Using communication to get from Point A to “O”
One way to think of your sexuality is to think of your fingerprint. No one in the world has the same one. This is true of human sexuality, too. What gets you going, won’t have the same effect on someone else. By the same token, what proved so successful with a past partner, may not do much for your current one.
Hallisey says that a good sexual experience begins with good communication. “You can’t underestimate the value of having open and honest conversation about sex. If you’re not willing to say ‘that’s not doing it for me’ to your partner, it’s unlikely you’ll ever derive much pleasure from the experience.
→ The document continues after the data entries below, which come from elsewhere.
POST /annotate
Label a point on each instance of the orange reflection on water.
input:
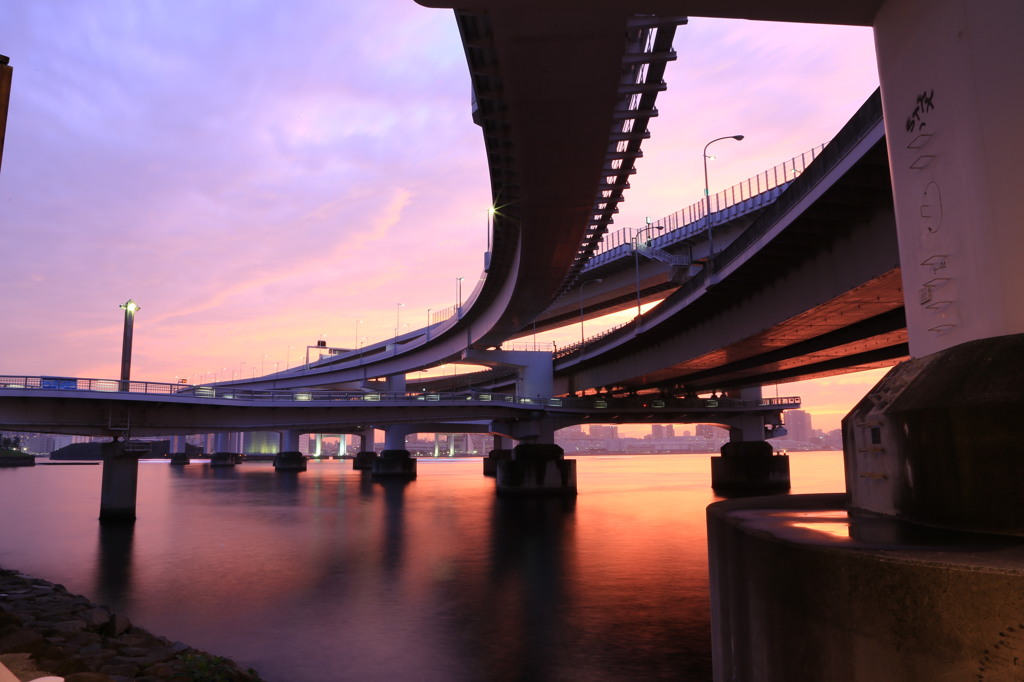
(835, 523)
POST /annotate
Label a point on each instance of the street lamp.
(491, 224)
(130, 307)
(711, 243)
(581, 306)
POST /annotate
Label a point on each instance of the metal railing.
(741, 198)
(214, 392)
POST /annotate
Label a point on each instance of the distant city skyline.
(259, 179)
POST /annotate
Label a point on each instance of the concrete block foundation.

You’ll never get from Point A to “O.” More likely, you’ll both just end up frustrated and less interested in sex than ever.”
For couples who aren’t able to broach the subject on their own, Hallisey encourages talking to a sexual health professional. “A professional can help get an honest discussion going and even provide a questionnaire. It’s great tool for discussing intimacy with a new or existing partner and explore your own thoughts on sex.”
Understanding what’s not normal
While what drives and contributes to healthy sexuality varies dramatically between individuals, there is one consistent fact: sex should never hurt.
“Pain with sex is never, never normal,” says Hallisey. “If you’re experiencing pain, it’s important to see a medical professional. Very often, the causes of pain are treatable. But you have to address that before you can address any other issues related to your sexuality.”